Sunday, December 14, 2008

Now Tossing: Pizza Dough

Today is the new milestone of my pizza chef career. This evening, I made several successful pizza dough toss for the first time. It flew up in the air, circles, and landed on my palm. This Youtube Video gave the inspiration on how to learn to toss pizza. And to avoid waste pizza landing on the floor, I practice by tossing a small bath towel :D.

While it is pretty easy to learn the technique of pizza tossing from the video, and using towel as a safe learning tool, making a good pizza dough that is toss-able will test your patience. It is a matter of making the right dough, that elastic enough, thus would not tear when it lands on your hands. Experience will tell you the right mix of water and flour. And if you have to error, error on the wetter side, because the mix will dry up during the kneading process.

This is the dough that marks my new milestone. It was only 1/3 of its size when I finish kneading it last night. The tile under the plastic container is 30x30cm.


The tossed pizza dough soon become 3 nice pan of pizza: The Quattro Formaggi, Sweet Corn, and Cocktail sausage pizza.



This is the recipe I follow for the dough, thanks to Rosa for allowing me to repost her recipe. A little bit modified based on my experience.

~ BASIC PIZZA DOUGH ~
Original recipe taken from “The Bread Baker’s Apprentice” by Peter Reinhart.

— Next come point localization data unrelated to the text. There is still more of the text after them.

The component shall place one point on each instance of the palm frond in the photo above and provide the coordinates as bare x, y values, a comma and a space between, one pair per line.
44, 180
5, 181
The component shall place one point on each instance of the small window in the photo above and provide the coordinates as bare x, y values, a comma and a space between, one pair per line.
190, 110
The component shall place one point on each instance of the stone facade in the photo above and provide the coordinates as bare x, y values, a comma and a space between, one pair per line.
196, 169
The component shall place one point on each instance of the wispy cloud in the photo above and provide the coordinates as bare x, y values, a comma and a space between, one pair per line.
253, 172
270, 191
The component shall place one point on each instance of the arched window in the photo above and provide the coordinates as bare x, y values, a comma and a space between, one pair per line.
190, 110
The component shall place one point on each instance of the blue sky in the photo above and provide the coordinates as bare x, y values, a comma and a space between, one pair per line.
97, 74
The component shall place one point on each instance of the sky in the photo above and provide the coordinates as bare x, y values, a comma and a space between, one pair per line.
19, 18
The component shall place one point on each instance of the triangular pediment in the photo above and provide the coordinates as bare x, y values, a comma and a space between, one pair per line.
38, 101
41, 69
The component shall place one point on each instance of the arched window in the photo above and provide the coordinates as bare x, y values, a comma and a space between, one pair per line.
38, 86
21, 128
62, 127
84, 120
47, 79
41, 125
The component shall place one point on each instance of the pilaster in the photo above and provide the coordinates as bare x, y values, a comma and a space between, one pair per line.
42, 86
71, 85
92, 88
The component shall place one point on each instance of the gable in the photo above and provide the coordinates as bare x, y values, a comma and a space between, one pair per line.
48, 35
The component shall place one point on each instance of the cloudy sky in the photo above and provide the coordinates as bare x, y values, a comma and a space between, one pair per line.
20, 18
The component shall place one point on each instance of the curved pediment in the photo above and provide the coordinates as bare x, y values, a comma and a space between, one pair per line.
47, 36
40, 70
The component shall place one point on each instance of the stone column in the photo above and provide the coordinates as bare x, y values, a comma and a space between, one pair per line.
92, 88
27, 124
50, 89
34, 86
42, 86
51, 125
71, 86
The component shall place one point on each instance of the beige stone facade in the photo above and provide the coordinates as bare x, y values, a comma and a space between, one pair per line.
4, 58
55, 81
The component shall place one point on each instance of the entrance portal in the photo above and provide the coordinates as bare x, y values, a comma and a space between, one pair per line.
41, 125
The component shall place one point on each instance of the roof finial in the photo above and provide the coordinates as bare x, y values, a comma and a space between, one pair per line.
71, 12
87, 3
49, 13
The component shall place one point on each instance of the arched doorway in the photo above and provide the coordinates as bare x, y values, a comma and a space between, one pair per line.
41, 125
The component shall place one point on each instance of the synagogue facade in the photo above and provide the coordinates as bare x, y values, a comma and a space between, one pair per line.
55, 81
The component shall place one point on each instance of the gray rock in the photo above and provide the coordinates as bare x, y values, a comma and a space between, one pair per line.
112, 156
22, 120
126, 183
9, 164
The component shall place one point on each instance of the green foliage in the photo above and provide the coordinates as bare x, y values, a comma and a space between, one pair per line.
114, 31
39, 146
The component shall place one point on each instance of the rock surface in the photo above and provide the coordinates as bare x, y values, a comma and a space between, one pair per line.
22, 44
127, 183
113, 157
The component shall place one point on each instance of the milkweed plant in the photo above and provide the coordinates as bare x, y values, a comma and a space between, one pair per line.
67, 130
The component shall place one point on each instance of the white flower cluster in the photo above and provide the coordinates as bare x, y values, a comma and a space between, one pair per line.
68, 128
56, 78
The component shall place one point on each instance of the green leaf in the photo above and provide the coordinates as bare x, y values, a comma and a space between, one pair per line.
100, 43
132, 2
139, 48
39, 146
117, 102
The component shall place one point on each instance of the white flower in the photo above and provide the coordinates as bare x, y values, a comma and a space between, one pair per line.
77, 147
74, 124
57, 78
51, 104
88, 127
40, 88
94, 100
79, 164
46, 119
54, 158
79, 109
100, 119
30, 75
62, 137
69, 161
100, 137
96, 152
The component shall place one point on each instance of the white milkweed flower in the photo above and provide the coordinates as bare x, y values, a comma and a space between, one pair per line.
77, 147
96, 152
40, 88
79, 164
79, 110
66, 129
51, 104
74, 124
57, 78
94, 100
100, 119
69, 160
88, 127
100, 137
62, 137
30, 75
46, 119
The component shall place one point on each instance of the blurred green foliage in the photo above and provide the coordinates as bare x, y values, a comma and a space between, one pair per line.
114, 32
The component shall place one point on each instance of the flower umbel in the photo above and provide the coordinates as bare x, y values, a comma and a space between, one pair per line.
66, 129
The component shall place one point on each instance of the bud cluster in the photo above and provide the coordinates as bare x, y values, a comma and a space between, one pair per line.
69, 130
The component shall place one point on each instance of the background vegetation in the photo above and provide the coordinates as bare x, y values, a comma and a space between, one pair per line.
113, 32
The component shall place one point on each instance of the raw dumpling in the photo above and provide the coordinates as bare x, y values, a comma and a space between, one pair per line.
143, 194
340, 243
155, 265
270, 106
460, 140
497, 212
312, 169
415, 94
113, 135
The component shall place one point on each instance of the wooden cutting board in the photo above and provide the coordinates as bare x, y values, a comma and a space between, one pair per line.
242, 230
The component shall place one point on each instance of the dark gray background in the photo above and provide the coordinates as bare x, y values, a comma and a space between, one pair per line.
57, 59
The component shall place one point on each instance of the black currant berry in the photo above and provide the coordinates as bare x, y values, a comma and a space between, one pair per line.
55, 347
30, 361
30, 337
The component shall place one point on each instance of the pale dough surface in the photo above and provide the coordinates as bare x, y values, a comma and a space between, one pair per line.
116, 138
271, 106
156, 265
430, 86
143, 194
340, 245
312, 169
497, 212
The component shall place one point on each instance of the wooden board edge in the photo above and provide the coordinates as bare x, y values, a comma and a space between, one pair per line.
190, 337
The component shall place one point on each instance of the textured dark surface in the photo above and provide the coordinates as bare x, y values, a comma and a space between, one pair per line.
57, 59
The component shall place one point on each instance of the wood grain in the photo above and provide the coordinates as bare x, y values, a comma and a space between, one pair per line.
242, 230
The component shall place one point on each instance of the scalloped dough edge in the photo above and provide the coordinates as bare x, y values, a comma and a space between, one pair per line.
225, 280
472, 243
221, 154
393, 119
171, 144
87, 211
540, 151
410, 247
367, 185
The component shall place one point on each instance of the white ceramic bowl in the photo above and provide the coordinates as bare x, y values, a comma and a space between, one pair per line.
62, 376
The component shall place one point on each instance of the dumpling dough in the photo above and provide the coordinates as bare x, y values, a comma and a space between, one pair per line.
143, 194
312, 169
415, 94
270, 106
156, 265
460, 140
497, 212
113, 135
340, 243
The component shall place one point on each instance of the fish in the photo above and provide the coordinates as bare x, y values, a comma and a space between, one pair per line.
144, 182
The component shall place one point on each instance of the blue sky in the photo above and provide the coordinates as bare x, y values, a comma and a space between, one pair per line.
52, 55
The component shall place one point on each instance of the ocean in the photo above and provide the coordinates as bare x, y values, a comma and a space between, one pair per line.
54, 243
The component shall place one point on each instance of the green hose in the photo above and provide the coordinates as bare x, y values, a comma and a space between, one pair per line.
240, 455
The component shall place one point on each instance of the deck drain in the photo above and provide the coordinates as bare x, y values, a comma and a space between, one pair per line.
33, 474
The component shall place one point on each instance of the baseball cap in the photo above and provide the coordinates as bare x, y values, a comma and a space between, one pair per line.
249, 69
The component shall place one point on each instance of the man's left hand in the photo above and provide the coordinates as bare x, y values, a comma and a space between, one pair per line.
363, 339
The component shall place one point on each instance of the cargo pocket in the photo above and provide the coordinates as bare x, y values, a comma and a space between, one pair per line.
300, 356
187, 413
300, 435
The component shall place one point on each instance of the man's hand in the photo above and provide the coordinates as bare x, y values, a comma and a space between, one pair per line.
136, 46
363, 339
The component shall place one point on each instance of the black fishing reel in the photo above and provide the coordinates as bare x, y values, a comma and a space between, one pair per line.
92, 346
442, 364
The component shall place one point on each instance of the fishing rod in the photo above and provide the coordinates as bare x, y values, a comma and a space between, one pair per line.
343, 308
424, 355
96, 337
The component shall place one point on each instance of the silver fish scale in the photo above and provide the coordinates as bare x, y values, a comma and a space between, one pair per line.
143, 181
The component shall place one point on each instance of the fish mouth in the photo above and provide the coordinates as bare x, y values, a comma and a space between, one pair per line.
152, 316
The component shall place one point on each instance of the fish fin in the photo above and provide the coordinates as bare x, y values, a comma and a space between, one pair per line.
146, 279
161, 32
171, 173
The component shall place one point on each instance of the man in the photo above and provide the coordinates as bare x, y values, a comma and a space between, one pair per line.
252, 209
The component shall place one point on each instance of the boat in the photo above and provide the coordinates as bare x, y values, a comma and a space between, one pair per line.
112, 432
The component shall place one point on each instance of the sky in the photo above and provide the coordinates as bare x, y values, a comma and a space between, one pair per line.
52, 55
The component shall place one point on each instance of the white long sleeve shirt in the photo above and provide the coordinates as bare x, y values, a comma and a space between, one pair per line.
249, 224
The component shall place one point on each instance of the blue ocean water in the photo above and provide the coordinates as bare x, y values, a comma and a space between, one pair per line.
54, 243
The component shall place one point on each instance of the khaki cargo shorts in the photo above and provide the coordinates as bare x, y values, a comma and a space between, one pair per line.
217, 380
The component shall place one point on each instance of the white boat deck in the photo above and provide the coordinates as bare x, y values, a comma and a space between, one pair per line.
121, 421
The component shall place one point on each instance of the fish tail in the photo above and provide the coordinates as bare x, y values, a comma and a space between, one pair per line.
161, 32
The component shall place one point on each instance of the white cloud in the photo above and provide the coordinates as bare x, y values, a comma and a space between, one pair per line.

Makes 6 pizza crusts (about 9-12 inches/23-30 cm in diameter).

Ingredients:
4 1/2 Cups (20 1/4 ounces/607.5 g) Unbleached high-gluten (%14) bread flour or all purpose flour, chilled
1 3/4 Tsp Salt
1 Tsp Instant yeast
1/4 Cup (2 ounces/60g) Olive oil or vegetable oil (both optional, but it’s better with)
1 3/4 Cups (14 ounces/420g or 420ml) Water, ice cold (40° F/4.5° C)
1 Tb sugar - FOR GF use agave syrup
Semolina/durum flour or cornmeal for dusting

  1. Mix together the flour, salt and instant yeast in a big bowl
  2. Add the oil, sugar and cold water slowly and mix well (with hand) in order to form a sticky ball of dough. On a clean surface, knead for about 5-7 minutes, until the dough is smooth and the ingredients are homogeneously distributed. If it is too wet, add a little flour (not too much, though) and if it is too dry add 1 or 2 teaspoons extra water. If you are in doubt, error to the wetter side.
  3. Once it is well mixed, start kneading. Pull the dough and fold, repeat until the dough springy, elastic, and less sticky
  4. Flour a work surface or counter. Line a jelly pan with baking paper/parchment. Lightly oil the paper.
  5. Split the dough into 6 pieces. Gently round each piece into a ball.
  6. Transfer the dough balls to the lined jelly pan and mist them generously with spray oil. Slip the pan into plastic bag or enclose in plastic food wrap.
  7. Put the pan into the refrigerator and let the dough rest overnight or for up to thee days. Take it out from freezer the morning you want to make the pizza, and let it rest for couple of hours before start tossing it
  8. NOTE: You can store the dough balls in a zippered freezer bag if you want to save some of the dough for any future baking. In that case, pour some oil (a few tablespooons only) in a medium bowl and dip each dough ball into the oil, so that it is completely covered in oil. Then put each ball into a separate bag. Store the bags in the freezer for no longer than 3 months. The day before you plan to make pizza, remember to transfer the dough balls from the freezer to the refrigerator.